Building Fortresses, Not Just Wallets
The industry's response will define its next chapter. Expect a massive push toward institutional-grade custody solutions, hardware wallet adoption, and behavioral biometrics. The race isn't just to build the next DeFi protocol, but to make it impervious to attacks that would make a central bank blush. After all, in traditional finance, losing your password might lock you out of your account; in crypto, it can make you a direct sponsor of a missile program—talk about negative yield.
Fake Zoom Modus Operandi – “They’re Taking Over Your Telegrams”
According to Monahan, the scam typically begins with a message from a Telegram account, appears to belong to someone the victim knows.
“They message everyone with prior conversation history,” he said.
The hacker, disguised as the “known person,” then guides the victim to a Zoom LINK via Calendly. Once the meeting starts, the victim sees a live video feed of their contact and other team members, which is a recorded video in reality, rather than deepfakes.
The hacker then complains about the lack of audio clarity, sending a “patch” file via chat and asking the victim to restore the clarity by updating a software development kit, or SDK. The file shared contains the malware payload.

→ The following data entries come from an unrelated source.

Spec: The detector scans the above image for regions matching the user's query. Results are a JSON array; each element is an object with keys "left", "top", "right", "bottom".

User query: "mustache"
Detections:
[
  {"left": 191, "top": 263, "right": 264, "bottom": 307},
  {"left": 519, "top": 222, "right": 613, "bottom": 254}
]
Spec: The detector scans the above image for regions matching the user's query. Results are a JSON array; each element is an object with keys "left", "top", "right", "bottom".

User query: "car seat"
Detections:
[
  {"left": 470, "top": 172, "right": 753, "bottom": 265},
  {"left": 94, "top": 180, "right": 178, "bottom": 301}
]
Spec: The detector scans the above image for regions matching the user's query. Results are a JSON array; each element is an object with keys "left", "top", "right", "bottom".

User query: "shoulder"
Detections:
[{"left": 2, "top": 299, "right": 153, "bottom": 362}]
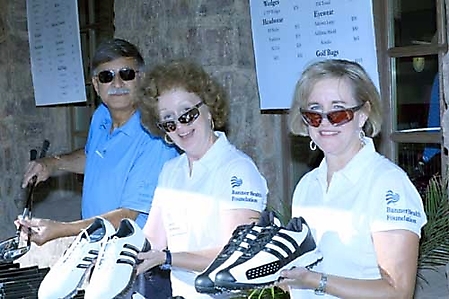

The malware, often a Remote Access Trojan (RAT), if installed, will exfiltrate sensitive data, including internal security protocols, passwords, and drain crypto wallets completely.
North Korean Hackers’ Strategic Pivot in Social Engineering Campaigns
North Korean hackers, including the infamous Lazarus Group, have been previously linked to high-profile crypto thefts aimed at generating millions in revenue.
For instance, recently sophisticated North Korean hackers infiltrated crypto companies through elaborate job application schemes and fake interview processes.
Last month, the Lazarus Group orchestrated a major cryptocurrency breach that drained roughly $30.6 million from South Korea’s largest exchange, Upbit.
In the latest ‘fake Zoom’ call tactic, experts have warned users to immediately disconnect from WiFi and power off the device to halt malware activity.
If you clicked…
– DISCONNECT WIFI
– TURN COMPUTER OFF
– DO NOT USE COMPUTER.
– ONLY USE PHONE/IPAD.
– MOVE funds out of your wallets to new/secure hardware or CEX accounts. Change all your passwords, AWS keys, etc.
– Wipe the computer completely before using it again. pic.twitter.com/C5NTGu4bsR
The latest attack comes at a time when global crypto thefts have reached $2.17 billion in stolen assets by mid-2025.